Adrian Lewis, numer 2 w rankingu PDC. Znienawidzony przez większość kibiców, gwizdany na każdym wejściu.
Obydwaj utalentowani, utytułowani. Przyznam się, że od czasów, gdy był w Unicorn nie zdarzyło mi się tak kibicować Adrianowi.
Tony miał rewelacyjne wejście z tańcem, zachęcaniem kibiców do śpiewania- piękne naprawdę.
A dalej zaczął się pojedynek Target- Target. Pojedynek na który czekałem, którego byłem szczerze ciekawy.
Niesamowita walka w 6 i 7 legu. Widać było niesamowitą presję. Były świetne zagrania i tragiczne pomyłki. I walka, wielkie pokłady walki.

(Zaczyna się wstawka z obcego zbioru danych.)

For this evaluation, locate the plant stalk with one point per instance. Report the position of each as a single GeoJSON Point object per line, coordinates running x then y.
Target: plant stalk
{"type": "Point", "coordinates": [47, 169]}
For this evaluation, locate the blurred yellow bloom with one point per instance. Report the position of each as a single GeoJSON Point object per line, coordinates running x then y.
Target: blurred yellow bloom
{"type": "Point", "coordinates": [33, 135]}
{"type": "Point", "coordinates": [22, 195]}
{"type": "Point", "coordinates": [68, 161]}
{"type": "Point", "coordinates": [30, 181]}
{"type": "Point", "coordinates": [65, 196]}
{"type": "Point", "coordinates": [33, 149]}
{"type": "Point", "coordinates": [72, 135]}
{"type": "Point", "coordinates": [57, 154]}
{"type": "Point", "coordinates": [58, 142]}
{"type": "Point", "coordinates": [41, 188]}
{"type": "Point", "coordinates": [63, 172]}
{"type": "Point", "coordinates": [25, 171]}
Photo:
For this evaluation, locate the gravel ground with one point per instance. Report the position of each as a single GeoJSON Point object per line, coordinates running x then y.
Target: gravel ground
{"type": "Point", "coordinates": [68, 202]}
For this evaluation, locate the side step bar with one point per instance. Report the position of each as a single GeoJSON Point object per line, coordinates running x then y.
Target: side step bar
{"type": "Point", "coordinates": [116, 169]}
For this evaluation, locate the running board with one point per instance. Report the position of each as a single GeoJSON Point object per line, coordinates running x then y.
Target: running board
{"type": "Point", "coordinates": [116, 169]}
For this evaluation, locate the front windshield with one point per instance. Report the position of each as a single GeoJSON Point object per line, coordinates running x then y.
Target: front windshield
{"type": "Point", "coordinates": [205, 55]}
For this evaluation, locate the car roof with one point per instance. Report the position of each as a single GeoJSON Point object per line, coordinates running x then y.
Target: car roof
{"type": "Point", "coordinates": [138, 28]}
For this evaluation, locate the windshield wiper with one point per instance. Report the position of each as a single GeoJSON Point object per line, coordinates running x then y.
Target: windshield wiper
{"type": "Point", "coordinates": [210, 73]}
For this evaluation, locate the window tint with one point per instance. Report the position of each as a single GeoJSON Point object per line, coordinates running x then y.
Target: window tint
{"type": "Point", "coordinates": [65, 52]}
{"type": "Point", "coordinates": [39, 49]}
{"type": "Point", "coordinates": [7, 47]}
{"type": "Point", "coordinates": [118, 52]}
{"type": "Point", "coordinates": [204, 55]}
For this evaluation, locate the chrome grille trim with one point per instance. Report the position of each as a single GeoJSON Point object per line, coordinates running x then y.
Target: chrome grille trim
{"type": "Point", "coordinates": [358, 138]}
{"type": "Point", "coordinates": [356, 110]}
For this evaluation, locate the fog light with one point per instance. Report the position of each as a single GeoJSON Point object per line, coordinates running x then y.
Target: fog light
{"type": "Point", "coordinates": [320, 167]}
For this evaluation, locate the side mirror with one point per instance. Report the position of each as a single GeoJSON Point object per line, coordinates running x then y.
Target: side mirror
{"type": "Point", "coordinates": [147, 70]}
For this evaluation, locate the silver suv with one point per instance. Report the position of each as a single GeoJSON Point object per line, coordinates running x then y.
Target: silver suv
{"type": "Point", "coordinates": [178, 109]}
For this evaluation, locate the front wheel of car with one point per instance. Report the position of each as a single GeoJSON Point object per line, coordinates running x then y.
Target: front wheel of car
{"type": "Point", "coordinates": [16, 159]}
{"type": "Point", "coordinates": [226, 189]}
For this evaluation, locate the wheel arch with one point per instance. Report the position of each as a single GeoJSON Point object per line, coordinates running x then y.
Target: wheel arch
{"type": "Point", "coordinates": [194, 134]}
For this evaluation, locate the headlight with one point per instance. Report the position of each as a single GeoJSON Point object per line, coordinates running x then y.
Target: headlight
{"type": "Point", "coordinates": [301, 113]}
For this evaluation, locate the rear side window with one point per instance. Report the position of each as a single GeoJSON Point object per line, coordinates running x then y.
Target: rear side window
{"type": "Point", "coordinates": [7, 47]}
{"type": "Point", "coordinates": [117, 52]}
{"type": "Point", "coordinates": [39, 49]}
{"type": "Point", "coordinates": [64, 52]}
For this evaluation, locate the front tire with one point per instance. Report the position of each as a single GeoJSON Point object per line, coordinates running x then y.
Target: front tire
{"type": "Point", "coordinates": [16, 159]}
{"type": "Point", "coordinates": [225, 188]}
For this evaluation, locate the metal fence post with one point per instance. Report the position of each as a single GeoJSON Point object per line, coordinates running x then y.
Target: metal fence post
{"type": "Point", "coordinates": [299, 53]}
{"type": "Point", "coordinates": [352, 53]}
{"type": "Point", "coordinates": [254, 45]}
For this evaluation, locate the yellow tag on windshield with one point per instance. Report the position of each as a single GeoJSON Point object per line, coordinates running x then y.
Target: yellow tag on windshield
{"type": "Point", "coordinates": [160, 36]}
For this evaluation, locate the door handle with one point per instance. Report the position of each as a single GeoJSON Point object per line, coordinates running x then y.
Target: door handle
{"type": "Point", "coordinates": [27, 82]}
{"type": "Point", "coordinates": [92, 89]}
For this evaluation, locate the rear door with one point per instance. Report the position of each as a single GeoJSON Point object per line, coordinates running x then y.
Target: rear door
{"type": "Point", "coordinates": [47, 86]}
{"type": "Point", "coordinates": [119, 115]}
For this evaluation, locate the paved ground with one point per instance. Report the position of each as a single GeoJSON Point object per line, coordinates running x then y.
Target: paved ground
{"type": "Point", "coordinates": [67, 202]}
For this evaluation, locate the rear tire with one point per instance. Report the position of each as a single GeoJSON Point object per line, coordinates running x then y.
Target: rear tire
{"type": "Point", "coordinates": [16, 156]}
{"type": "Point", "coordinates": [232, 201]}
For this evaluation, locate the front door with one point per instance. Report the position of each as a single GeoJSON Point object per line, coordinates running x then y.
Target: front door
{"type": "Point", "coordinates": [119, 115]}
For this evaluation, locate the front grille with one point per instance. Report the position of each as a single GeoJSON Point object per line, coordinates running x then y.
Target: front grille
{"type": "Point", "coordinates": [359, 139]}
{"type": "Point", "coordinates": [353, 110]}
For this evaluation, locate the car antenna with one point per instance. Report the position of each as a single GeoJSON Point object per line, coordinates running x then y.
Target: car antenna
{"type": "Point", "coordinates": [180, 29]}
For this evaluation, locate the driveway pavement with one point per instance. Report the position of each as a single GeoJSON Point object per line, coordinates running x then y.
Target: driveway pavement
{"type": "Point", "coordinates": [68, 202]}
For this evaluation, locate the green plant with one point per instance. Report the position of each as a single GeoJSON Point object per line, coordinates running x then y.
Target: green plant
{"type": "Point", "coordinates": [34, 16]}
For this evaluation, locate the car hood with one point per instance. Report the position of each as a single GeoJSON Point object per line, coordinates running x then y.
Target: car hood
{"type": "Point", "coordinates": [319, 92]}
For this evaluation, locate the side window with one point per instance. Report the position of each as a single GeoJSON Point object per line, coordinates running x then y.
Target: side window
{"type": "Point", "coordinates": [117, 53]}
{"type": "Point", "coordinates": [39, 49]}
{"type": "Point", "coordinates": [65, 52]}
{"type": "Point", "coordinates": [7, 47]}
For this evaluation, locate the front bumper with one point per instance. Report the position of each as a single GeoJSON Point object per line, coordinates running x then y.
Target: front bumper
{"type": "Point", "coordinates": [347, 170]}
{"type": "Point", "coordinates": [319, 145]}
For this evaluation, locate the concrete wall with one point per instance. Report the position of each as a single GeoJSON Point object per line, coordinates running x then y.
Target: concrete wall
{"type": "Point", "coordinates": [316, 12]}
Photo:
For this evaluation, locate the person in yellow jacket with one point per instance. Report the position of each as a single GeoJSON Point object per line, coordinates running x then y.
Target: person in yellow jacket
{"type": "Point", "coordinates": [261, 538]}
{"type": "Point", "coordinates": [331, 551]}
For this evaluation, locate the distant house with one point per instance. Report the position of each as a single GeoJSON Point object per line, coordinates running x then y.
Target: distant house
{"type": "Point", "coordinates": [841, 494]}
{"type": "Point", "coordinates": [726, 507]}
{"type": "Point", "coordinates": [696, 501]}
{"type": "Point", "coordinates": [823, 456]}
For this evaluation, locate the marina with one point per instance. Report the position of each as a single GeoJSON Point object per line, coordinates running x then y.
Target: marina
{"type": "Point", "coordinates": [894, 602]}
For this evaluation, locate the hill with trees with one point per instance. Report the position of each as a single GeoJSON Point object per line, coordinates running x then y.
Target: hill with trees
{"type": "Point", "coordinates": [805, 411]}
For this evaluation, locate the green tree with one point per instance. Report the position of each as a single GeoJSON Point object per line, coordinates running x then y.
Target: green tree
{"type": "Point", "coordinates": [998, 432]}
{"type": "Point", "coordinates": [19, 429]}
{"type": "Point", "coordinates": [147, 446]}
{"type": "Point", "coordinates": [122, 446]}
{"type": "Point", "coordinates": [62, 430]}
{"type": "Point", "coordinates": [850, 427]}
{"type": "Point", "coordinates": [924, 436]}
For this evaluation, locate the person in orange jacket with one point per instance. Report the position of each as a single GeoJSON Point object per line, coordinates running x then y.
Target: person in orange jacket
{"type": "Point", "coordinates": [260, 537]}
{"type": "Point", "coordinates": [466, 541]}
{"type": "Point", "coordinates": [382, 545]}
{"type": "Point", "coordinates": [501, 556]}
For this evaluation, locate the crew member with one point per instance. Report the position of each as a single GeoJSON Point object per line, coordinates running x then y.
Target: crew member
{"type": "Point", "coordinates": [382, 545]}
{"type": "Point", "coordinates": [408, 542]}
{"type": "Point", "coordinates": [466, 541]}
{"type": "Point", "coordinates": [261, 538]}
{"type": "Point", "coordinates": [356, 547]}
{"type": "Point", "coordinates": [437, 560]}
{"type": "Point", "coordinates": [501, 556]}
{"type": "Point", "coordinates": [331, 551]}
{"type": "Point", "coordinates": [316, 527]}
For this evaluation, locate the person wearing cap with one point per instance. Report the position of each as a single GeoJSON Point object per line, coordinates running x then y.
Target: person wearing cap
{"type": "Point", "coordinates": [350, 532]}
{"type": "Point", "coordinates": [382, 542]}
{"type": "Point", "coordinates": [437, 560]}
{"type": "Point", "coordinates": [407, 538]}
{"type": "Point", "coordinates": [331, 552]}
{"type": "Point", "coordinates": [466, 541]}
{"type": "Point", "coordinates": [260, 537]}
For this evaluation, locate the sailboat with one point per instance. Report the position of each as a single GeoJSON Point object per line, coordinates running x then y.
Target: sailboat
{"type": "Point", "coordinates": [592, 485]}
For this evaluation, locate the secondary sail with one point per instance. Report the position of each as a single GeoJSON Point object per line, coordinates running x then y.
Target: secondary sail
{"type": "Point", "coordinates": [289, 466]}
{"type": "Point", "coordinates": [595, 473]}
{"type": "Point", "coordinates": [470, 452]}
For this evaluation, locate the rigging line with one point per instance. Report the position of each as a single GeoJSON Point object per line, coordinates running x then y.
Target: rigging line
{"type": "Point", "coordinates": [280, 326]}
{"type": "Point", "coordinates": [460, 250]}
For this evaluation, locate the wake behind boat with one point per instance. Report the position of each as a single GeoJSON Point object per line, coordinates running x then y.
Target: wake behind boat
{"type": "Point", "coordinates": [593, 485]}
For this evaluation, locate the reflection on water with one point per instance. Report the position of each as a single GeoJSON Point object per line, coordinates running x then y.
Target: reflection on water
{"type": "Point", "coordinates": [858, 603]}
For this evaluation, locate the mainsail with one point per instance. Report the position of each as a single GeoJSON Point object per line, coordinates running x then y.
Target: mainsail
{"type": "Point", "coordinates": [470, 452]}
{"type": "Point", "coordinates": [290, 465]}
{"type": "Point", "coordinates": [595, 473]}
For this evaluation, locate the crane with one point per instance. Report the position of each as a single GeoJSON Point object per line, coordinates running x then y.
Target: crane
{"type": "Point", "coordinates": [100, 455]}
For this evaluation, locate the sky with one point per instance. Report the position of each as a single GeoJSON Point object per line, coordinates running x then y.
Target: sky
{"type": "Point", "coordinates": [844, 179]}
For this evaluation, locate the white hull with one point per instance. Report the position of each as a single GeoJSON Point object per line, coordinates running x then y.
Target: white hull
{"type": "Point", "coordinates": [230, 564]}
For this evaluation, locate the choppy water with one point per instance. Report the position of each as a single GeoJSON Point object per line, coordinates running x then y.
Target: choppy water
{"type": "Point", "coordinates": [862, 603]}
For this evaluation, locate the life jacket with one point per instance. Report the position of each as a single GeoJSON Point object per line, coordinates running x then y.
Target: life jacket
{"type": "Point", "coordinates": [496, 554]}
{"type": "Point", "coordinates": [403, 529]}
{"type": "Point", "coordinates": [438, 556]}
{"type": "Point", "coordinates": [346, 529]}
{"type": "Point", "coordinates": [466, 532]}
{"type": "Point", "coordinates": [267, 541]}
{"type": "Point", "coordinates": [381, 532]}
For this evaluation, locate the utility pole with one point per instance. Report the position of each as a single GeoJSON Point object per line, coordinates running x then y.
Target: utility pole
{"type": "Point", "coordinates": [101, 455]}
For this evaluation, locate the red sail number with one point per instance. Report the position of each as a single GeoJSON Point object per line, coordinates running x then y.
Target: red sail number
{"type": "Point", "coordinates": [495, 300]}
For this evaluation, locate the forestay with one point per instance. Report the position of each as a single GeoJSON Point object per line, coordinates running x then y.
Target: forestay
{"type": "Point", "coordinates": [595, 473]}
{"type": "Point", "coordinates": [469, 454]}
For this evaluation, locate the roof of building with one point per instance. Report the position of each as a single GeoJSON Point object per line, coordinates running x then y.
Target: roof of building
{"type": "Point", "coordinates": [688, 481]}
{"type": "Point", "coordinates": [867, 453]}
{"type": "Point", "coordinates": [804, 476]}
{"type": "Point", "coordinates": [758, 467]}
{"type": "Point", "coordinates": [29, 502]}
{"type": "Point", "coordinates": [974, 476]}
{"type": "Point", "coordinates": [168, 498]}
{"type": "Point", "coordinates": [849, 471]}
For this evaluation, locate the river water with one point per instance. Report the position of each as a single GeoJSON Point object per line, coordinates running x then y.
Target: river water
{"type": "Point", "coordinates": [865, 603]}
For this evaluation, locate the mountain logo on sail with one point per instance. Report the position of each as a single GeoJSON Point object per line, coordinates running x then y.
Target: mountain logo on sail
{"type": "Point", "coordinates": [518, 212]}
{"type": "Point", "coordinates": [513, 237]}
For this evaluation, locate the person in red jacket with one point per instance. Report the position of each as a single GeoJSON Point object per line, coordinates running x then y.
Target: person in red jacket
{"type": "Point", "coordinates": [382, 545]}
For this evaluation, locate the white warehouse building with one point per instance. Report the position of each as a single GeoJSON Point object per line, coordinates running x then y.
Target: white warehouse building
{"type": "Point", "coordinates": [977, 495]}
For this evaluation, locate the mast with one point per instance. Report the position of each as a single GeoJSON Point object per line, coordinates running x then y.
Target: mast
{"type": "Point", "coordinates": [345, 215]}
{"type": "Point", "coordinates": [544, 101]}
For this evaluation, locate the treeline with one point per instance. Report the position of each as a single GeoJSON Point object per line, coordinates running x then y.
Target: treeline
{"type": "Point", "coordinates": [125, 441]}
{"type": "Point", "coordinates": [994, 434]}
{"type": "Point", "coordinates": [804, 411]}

Adrian przy stanie 4:3 dwukrotnie nie trafia D4 w walce o mecz. O’Shea wyrównuje i zaczyna lega meczowego. Lewis już wie, że ten pojedynek musi przegrać. O’Shea podkreśla przewagę trafiając maxa i schodząc z 86 przez Bulla- niesamowity!
Zasłużone, zdecydowanie zasłużone zwycięstwo Tonego.
Gary Anderson 5-4 John Part
Nie za bardzo wiem, co się działo, bo koszulka Garego biła mi po oczach. Dopiero pisałem, że to przebiegły plan na zawodników BDO (nowa koszulka Garego Andersona), a tu proszę- Gary w gustownym wdzianku wędruje na scenę. John Part patrzy z politowaniem, a kibice z rozbawieniem.
Ale najbardziej rozbawiony całą tą sytuacją był chyba sam zainteresowany i dumnie nosił nowy T-Shirt. Chociaż do tego rodzaju dumy czy godności trzeba się przyzwyczaić.
Wisienką na torcie jest fakt, że w każdej rundzie koszulka będzie inna i zupełnie unikalna!
Jedyny ratunek dla Garego- wygrywać. Wszystko.
Jeszcze bardziej lubię Andersona. Trzeba mieć jaja w życiu.
Christian Kist 5-1 Wayne Jones
Mistrz Świata BDO nie zawiódł tak swoich fanów, jak i kibiców BDO, gładko wygrywając swój pierwszy pojedynek przeciwko Wayne Jonesowi.
Na polach podwójnych lepszą skuteczność miał tylko van Barneveld. Średnia też bardzo ładna- dobry występ, zgodnie z przewidywaniami.
Wes Newton 5-2 Martin Phillips
Martin w zeszłym roku dotarł do last 16 Grand Slam of Darts. Jakie ma plany w tym roku? A na co go stać?
Pierwszy pojedynek nie należy do łatwych- od razu trafia na wojownika- Wesa Newtona, który wielokrotnie pokazywał, jak dobrym jest graczem. I tym razem zawodu nie było- szybkie zwycięstwo zawodnika Unicorn.